The Indian equity indices tracked weak global cues on Thursday and erased all of the gains registered on Wednesday with the benchmarks shedding more than 2% each even as the government continued to announce more sops to support the economy.
While the fresh set of incentives for farmers, street vendors and migrant workers, among others, was announced after market hours, investor sentiment took a hit after the U.S. Federal Reserve Chairman Jerome Powell hinted at a long period of economic weakness die to COVID-19.
Also, reports of fresh clusters of COVID-19 cases in countries such as China, South Korea and Hong Kong dented investor sentiment .
The 30-share Sensex lost 885.72 points, or 2.77%, to close at 31,122.89 as 23 of its constituents ended in the red with stocks such as Tech Mahindra, Infosys , HDFC, and Reliance Industries losing over 4% each. The overall market breadth was also weak with more than 1,400 stocks losing ground as against about 900 gainers.
The broader Nifty settled the day at 9,142.75, down 240.80 points, or 2.57%.
“The rise in COVID-19 cases and a lack of clarity on the impact of stimulus packages were weighing on the sentiment. Besides, weakness in the global markets further dented the sentiment,” said Ajit Mishra, vice-president,research, Religare Broking.

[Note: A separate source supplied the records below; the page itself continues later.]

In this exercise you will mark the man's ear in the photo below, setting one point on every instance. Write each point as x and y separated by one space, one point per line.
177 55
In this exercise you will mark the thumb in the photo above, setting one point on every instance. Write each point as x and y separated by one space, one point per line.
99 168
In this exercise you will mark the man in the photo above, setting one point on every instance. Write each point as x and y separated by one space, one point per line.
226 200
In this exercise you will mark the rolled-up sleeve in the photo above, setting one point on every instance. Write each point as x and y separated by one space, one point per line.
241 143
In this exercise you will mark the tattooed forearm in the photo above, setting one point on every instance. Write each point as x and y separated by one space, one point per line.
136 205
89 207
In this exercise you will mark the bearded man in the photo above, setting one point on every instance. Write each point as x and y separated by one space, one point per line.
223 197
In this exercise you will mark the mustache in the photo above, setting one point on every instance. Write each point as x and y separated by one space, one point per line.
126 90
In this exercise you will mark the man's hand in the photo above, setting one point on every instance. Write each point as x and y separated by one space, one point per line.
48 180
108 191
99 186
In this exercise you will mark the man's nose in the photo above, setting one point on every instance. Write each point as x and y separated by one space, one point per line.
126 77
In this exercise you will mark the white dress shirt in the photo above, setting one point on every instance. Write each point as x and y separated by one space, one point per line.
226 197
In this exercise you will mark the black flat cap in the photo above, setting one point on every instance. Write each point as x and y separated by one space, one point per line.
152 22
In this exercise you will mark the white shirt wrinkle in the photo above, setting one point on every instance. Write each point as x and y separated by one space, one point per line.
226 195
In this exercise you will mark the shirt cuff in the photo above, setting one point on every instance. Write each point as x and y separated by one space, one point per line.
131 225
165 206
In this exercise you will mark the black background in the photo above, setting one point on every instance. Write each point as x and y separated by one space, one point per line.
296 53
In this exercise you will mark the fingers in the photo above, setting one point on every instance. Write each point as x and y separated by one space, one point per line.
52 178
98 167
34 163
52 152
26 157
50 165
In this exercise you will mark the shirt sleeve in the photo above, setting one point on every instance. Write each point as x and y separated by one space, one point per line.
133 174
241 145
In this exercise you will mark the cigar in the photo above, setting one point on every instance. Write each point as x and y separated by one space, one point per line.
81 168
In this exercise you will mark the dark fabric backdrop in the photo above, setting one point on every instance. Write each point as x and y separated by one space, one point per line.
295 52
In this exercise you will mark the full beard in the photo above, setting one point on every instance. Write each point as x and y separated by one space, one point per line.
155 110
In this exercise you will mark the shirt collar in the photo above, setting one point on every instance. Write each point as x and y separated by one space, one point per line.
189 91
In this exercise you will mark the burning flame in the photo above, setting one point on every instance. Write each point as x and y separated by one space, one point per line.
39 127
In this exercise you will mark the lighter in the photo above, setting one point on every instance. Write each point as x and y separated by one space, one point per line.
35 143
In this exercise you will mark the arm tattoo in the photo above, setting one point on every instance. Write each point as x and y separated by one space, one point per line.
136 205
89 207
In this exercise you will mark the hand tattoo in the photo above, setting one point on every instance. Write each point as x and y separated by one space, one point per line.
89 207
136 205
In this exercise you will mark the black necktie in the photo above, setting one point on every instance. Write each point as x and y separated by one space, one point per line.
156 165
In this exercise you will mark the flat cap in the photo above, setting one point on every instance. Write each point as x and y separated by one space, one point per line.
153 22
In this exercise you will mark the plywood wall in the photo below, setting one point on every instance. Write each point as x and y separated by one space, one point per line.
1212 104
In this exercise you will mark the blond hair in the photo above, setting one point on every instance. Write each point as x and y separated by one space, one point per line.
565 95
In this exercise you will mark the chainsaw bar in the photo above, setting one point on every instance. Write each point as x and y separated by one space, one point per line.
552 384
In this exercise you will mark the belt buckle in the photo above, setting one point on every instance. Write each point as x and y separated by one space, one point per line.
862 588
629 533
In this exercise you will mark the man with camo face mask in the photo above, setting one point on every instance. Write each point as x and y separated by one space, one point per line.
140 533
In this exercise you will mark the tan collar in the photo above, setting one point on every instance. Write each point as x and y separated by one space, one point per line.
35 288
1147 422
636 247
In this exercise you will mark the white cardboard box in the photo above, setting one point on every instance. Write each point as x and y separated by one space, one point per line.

Both Hang Seng and Nikkei lost more than 1% each with the benchmarks of South Korea, Taiwan, Indonesia, China and Singapore also closing in the red.
The U.S. benchmarks traded weak for the second straight session as almost three million additional individuals filed for unemployment benefits, as per U.S. Labor Department data. Back in India, selling by foreign portfolio investors continued unabated with Thursday’s net sales pegged at ₹2,153 crore.
Incidentally, market participants are not expecting a sustained upswing in the coming days even as the government will continue to announce more sops as they feel investor sentiments will be more influenced by the manner in which the ongoing pandemic behaves in terms of fresh cases.